I have viewed a number of Italian horror movies and so fully expected this to be a collection of loud and over-dramatic shrieking noises punctuated by jazzy 1970s The Streets of San Franciso music. What I didn’t expect was such diverse music styles. Imagine normal suites showcasing the music of the time. For example, the brass-led treatment of track one becomes keyboard influenced in the style of Barry Gray’s UFO series in another piece. This trek through the 1970s and 1980s continues, to incorporate progressive rock guitar, concept-like meanderings, jazzy rock, before descending into a little soul and Motown. The singing on one track sounds so out of place you wonder if you’re actually hearing it. It’s not until track nine that the soundtrack incorporates uneasiness into the equation. But it all changes again as right afterward we temporarily enter Emerson, Lake and Palmer country.

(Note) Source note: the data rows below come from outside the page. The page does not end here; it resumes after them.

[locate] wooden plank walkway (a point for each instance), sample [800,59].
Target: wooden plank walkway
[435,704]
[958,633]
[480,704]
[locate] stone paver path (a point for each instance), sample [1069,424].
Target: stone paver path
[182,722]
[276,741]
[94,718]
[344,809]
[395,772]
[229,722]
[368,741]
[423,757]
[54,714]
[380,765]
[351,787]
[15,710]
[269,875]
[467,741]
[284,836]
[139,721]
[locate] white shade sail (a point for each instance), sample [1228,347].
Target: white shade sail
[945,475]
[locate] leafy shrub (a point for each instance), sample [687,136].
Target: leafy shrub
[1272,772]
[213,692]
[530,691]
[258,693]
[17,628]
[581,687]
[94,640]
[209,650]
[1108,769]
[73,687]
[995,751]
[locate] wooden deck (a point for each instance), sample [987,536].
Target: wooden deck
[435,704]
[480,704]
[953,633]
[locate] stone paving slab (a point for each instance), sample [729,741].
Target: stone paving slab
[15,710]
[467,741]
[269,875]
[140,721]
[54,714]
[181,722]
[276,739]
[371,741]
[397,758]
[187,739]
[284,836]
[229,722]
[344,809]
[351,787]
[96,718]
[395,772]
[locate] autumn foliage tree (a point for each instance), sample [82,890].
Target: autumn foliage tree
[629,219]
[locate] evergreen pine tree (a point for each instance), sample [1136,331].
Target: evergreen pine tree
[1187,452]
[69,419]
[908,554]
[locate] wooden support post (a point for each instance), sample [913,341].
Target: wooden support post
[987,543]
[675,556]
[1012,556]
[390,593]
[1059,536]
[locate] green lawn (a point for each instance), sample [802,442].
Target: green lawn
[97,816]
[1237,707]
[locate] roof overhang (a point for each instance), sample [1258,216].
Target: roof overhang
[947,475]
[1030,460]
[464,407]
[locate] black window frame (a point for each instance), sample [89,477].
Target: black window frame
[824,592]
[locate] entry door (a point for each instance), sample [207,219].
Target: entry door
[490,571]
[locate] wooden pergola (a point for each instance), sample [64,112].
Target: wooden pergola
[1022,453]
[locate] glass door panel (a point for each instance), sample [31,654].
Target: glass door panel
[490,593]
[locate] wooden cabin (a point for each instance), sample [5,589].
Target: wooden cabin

Variety is the spice of life, they say; that’s certainly the case here. No two tracks are alike, and only one or two actually offer a hint that they are from a horror film. It’s almost as if the records have been put in the wrong sleeve. That doesn’t change the fact, however, that this offering is something a little different. My music tastes are a little heavier than this, but it does make for prog-style easy listening. I love the cover artwork by Graham Humphreys which, aside from the motorbike, looks all very H.P. Lovecraft – particularly the sea monster lurking in the background. The poster print is a nice touch, and the overall presentation earns this release an extra point.